I don’t think we should be too hard on Kepler. In his time, what we call science and religion were both just called knowledge. You’d throw all your information in a pot, mix it up, and see what came out. Things are different now. We’ve defined science and religion into separate realms, and greatly reduced our medicinal use of leeches.
The German theologian Paul Tillich argues in his classic work Dynamics of Faith that “scientific truth and the truth of faith do not belong to the same dimension of meaning.” They don’t get to tell each other what to do. Science can’t tell religion that because God’s existence cannot be proven in a laboratory, God does not exist; and religion can’t tell science that the Large Hadron Collider is unnecessary because there are tiny invisible elves holding together all the molecules in the universe [3].
I’m not a Keplerian; I don’t believe there’s a connection between music theory and astronomy that explains why famines happen. But I’m also not on board with Tillich in his complete separation of faith and science. Like a good little Episcopalian, I think there’s something better in the middle. I won’t call it the via media – I reserve that term for confirmation classes and conflict avoidance – but I think science has some helpful things to say to faith.
The Episcopal Church’s baptism service includes a prayer asking God to give “the gift of joy and wonder in all your works” to the newly baptized. Let’s consider one of those works: gravity. Think of the ninemonth-old child who drops her spoon on the floor again and again. She might be saying “I hate these beets!” [4]. But more likely she’s saying “Did you see that? It happened again!
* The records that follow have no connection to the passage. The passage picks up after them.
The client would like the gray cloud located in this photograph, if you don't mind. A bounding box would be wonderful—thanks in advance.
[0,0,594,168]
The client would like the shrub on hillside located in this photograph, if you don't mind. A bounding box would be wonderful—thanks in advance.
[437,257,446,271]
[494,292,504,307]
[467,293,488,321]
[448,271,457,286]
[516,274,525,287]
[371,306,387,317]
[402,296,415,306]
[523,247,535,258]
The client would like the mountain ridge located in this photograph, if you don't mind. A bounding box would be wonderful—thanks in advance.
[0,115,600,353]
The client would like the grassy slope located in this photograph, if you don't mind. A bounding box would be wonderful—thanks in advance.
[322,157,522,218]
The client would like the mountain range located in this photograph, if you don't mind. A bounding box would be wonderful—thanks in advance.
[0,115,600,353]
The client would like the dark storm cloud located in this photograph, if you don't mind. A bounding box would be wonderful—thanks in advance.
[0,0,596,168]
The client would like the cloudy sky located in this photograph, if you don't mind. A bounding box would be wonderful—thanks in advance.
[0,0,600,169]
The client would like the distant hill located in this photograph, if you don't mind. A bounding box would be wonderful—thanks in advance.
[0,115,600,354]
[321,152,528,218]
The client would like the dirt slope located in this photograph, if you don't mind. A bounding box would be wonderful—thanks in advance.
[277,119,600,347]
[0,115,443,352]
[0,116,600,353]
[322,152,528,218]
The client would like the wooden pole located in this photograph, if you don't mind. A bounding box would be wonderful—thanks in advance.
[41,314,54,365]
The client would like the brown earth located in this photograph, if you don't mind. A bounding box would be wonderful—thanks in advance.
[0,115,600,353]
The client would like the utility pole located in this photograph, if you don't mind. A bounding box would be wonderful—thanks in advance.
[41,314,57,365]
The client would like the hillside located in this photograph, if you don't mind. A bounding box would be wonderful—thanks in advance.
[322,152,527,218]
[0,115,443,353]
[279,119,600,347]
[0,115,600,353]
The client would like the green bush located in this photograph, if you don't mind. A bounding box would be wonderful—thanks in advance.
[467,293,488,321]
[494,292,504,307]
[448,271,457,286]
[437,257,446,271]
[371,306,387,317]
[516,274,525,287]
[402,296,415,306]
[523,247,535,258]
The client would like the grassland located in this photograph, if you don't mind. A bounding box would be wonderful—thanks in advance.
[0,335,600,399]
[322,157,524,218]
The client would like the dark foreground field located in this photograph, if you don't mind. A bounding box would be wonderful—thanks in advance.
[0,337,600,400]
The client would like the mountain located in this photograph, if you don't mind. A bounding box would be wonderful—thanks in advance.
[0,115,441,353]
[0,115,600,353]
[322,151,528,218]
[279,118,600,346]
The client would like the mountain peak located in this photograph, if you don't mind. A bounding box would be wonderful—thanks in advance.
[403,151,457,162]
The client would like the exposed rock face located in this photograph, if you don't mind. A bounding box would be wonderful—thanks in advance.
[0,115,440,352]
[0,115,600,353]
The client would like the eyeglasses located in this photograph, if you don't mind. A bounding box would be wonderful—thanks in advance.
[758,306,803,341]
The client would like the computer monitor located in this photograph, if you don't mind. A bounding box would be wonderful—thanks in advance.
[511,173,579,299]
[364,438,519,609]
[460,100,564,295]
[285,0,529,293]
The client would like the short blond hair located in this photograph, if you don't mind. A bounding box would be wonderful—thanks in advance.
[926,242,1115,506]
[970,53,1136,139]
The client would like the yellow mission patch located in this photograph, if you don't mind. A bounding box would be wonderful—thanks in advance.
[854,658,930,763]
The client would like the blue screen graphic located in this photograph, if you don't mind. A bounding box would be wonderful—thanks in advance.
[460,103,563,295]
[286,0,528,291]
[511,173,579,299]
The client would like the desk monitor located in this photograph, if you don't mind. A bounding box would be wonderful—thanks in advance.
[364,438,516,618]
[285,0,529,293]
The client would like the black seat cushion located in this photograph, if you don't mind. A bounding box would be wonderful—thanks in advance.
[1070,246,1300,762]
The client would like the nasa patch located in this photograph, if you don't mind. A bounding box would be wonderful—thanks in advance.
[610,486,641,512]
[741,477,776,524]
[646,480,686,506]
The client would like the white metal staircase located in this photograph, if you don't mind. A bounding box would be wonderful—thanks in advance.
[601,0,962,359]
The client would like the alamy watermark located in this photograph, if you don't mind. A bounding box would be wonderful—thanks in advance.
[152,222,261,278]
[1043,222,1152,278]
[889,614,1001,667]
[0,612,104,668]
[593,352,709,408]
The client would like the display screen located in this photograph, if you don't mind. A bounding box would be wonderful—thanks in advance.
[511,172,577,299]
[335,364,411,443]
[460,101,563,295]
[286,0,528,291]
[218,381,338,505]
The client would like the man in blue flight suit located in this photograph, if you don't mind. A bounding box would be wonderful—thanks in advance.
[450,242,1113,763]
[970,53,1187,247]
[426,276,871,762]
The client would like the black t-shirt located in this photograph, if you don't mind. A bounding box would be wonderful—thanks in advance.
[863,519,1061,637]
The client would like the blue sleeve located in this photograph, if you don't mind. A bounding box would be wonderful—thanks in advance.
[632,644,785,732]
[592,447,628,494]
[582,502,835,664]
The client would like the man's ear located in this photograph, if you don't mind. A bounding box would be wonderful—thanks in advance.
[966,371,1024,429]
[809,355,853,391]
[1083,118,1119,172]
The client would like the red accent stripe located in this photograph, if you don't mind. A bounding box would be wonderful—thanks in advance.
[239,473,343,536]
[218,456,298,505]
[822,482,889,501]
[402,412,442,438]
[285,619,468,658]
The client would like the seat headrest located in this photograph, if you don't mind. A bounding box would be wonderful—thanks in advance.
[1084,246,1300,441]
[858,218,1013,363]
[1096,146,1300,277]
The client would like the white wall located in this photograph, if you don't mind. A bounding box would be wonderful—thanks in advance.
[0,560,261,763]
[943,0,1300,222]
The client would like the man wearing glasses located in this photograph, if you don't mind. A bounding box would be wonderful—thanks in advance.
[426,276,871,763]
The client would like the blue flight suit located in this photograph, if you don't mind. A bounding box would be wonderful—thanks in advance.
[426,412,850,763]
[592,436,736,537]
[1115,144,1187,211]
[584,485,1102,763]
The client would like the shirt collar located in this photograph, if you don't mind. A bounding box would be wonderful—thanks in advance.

I let go and it totally flew away!”
The curvature of space-time that draws the spoon and the floor together is relevant to science, of course. But it’s also relevant to faith. The fact that the curvature of space-time is built into the universe should fill us with joy and wonder at the richness and complexity of what God has made. I don’t mean that gravity is proof of God’s existence, but it’s a good example of God’s coolness.
I try to cultivate that joy and wonder in my kids. When they ask me to answer their wild questions, I try to start by asking them what they think. If their first response has a touch of Keplerian madness, that’s okay. I try to postpone the Checking Of The Phone that puts too easy an end to the discussion. I want them to puzzle it through and come face to face with the sheer bigness, or smallness, or unpredictability, or perfect logic of science. I want the fact that God made it that way to dazzle them with joy and wonder.
I think the sight of a robot arm holding up a communion wafer could actually be a decent reminder that God is at work in all things, and that science can enrich faith. I would be kind of psyched that I came up with the idea, honestly. If I had. Which I’m not saying [5].
Endnotes
1: The fact that the first two letters are the same in Latin and English makes the argument doubly convincing.
2: This paragraph is in large part boosted from this article by Paul Sutter on space.com.
3. Spoiler alert!
4. Don’t trust any food stays the same color all the way through the body.
5. Does it help if it wasn’t consecrated?